Bad news becomes disloyalty
Truth-tellers get labeled as negative, not accurate.
Data becomes decoration
Metrics are used to confirm the story, not test it.
Optimism becomes anesthesia
Toxic positivity numbs the organization to real signals.
Silence becomes strategy
People learn: the safest move is to say what the leader wants to hear.

The organization starts to behave like a family system.
Not a truth system.

Why Your Brain Does This

Your brain was not designed to find objective truth.

It was designed to keep you safe, keep you in the tribe, and conserve energy.

When raw data threatens your identity, your brain processes it like physical danger.

But when someone finds a tiny data point that confirms your belief, you get a soothing hit of dopamine.
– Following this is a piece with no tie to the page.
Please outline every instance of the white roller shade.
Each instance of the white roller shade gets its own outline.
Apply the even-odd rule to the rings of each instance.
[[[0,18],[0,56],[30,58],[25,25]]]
We are biologically addicted to the comfort of being right.
And biologically allergic to the pain of being wrong.

The H2H Experiment: The Red Team Premortem

Pick the project you are most excited about.
The one you're emotionally invested in.
The one you keep defending.

1

Create psychological immunity

Open the meeting with one rule: for the next hour, titles do not exist. No one will be punished for uncomfortable truth.

2

Time travel 12 months

Ask everyone to close their eyes and fast-forward: the project failed catastrophically. Money lost. Reputation damaged.

3

Write in silence

Ten minutes. Everyone writes: exactly why did it fail? No discussion yet.

4

Harvest the truth

Go around the room. One reason per person. No defending. Only: 'Thank you. What else?'

5

Turn failure into design

Pick the top 3 risks and assign one concrete prevention action to each.

The goal is not to be pessimistic.

The goal is to make objective reality the highest currency in the room.

Final Reflection

The most dangerous leader is not the one who is wrong.
It's the one who cannot tolerate being wrong.

If you want a culture of truth, you must become the kind of leader who rewards the uncomfortable signal.
Not the comforting story.

References

  • Kahneman, D. (2011). Thinking, Fast and Slow.
  • Tetlock, P. & Gardner, D. (2015). Superforecasting.
  • Edmondson, A. (2019). The Fearless Organization.